Introduction

by 308

Reinforcement Learning

“Reinforcement Learning is learning what to do - how to map situations to actions - so as to maximize a numerical reward signal. The learner is not told which actions to take, but instead must discover which actions yield the most reward by trying them.”

2 main characteristics:

Trial and error search
delayed reward

there is a tradeoff between exploration and exploitation: the agent is supposed to take actions that maximize the rewards, but in order to discover the best actions, it has to explore the environment. Neither exploration nor exploitation can be pursued exclusively without failing at the task.

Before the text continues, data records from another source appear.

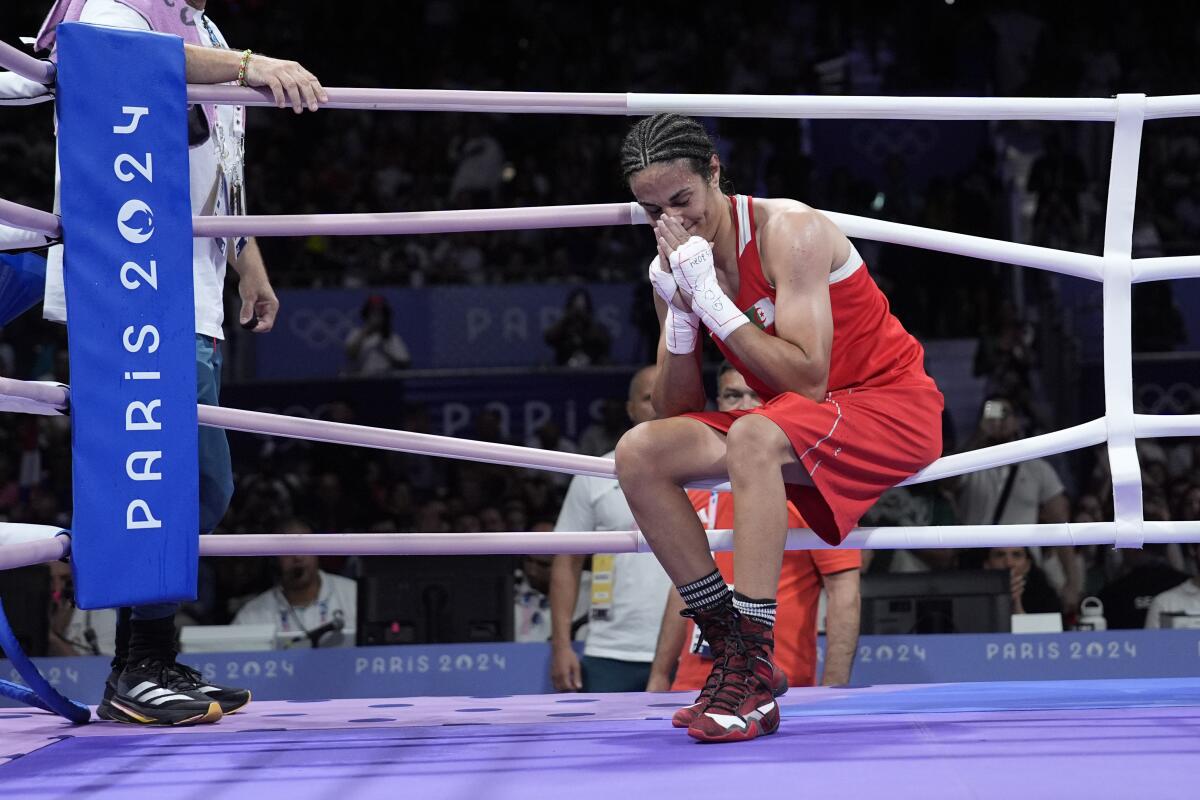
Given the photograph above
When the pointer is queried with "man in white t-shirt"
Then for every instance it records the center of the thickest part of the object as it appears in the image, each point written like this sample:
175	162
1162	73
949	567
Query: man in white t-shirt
628	589
1181	601
305	600
147	685
1024	493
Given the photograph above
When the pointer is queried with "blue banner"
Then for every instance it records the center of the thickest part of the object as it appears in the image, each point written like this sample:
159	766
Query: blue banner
508	668
127	224
22	283
444	328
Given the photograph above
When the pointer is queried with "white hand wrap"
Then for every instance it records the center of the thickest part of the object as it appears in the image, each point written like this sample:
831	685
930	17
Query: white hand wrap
682	326
681	331
695	272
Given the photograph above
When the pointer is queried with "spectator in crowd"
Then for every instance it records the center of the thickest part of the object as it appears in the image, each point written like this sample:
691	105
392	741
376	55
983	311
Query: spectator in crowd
579	338
1024	493
1032	594
305	597
531	606
1181	601
601	437
682	661
75	631
375	348
1145	575
628	589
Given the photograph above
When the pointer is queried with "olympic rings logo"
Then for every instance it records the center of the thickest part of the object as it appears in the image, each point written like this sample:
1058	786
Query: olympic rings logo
1177	398
321	328
879	142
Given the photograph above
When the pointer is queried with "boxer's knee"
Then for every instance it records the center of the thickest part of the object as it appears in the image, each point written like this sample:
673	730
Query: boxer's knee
755	444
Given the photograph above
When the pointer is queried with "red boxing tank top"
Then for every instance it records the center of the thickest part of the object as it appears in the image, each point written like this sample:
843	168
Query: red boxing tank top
870	347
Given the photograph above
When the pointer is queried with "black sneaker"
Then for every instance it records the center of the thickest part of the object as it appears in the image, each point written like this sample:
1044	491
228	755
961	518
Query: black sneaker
227	697
155	691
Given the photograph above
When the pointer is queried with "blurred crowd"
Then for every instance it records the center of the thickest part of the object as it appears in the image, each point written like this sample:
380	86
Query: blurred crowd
1043	184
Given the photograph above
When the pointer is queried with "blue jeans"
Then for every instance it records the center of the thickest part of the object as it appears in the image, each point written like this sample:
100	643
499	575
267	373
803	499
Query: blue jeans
216	470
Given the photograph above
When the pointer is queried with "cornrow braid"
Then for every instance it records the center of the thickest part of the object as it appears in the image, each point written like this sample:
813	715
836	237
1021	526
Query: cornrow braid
666	137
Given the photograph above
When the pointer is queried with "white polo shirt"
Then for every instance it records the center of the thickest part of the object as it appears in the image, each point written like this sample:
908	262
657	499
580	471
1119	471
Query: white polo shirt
639	588
336	595
208	263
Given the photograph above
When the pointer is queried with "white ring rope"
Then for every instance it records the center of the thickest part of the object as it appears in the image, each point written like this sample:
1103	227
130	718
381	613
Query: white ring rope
54	398
1120	426
1084	109
52	546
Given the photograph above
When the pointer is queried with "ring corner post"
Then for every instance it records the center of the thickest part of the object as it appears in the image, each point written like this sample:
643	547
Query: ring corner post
1117	278
127	274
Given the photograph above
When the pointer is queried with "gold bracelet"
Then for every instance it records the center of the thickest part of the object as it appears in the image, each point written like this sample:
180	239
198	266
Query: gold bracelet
241	67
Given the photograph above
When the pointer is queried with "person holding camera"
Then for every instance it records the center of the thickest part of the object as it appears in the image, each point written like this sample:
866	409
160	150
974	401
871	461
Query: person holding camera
375	348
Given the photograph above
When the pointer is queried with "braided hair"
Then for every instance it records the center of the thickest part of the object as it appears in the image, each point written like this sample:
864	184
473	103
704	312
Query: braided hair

Elements of Reinforcement Learning

Policy: A policy defines the learning agent’s way of behaving at a given time. It is a mapping from states to actions.
Reward signal: A reward signal defines goal in RL problem. On each time step, the env sends to the agent a single number called reward. Agent’s sole objective is to maximize the reward it gets over a long run.
Value function: Value of a state is the total amount of reward an agent can expect to accumulate over the future, starting from that state.
Model of the environment: model is something that mimics/approximates the working of the environment. For example, given a state and action, the model might predict the next state and the next reward. RL algorithms that use models and planning are called model-based methods, as opposed to simpler model-free methods which use trial and error.

Limitations and Scope

Reinforcement learning relies heavily on the concept of state – as input to the policy and value function. The state is a signal of “how the environment is at a particular time”. Most of the RL methods we consider in the book are structured around estimating value functions, but RL problems can be solved in other ways as well. For example, evolutionary algorithms or simulated annealing can be used to find good policies without estimating value functions. These methods can be advantageous when the seatch space of the policies is sufficiently small, or can be structured so that the good policies are easy to find. Moreover, they can be advantageous when the agent can’t sense the complete state of the environment or the state is misperceived.